Macrophages, monocytes, neutrophils, and myeloid dendritic cells are decisively impacted by impaired renal function. Whereas effects on monocytes and vascular macrophages are predominantly pro-inflammatory and pro-calcific, neutrophils and myeloid dendritic cells may relevantly contribute to the state of immunosuppression. A sole dichotomous view based on cell type does not seem suitable in light of the disease’s complexity on many levels and missing knowledge such as CKD’s role in myeloid dendritic cell behavior in cardiovascular tissues. However, myeloid leukocytes’ array of different responses may in aggregate explain the concomitant existence of augmented baseline inflammation and impaired host defense. Whether the same cell type acts inflammatory while displaying reduced anti-bacterial defense capabilities is unclear. Inadequate priming of polymorphonuclear granulocytes in CKD may be one instance, in which a single cell type contributes to heightened inflammation while also displaying compromised anti-bacterial immunity.

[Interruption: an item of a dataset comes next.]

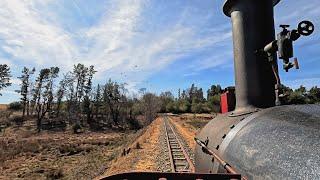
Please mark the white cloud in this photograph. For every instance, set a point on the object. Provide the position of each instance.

Subset heterogeneity i.e. cells of the same population exert diverging functions may be another explanation for the Janus-faced myeloid cell response in CKD. That CKD’s complications are mediated via different intracellular signaling pathways is conceivable, however, has not been systematically investigated to date.

Future perspectives

The field of systems immunology is evolving and may help decipher CKD’s complex impact on the innate immune system. To better understand this convoluted situation, future studies should not exclusively focus on a single cell type, but instead assess differences in myeloid leukocyte responses, examine subset alterations and systemic interdependencies. Further, a more thorough and comparative analysis of the uremic microenvironment may help decipher uremic toxins’ pleiotropic effects. Profiling of uremic retention solutes have led to a comprehensive catalog of molecules, yet inter-molecule differences remain largely obscure [130]. Recently developed sequencing technologies will allow the community to obtain unprecedented insights into leukocyte subsets in CKD, and on a systems level will allow us to identify populations that either further inflammation or impair immunity. Targeting select tissues or cell types remains challenging but feasible. For instance, RNAi-mediated disruption of hepatic transthyretin production appears promising in hereditary amyloidosis [1]. Likewise, employing siRNA targeting PCSK9 proved useful against hypercholesterolemia [34]. While similar approaches to interfere with myeloid cells are technically more difficult, distinct nanoparticles are suitable vehicles to modulate gene expression in e.g. monocytes [81]. Silencing genes in myeloid cells that promote calcifying processes thus seems feasible to mitigate CKD’s systemic complications. However, a more refined understanding is a prerequisite to developing therapies that may intervene contingent on CKD’s stage and type of complication–taking leukocyte subtype and organ compartment into account.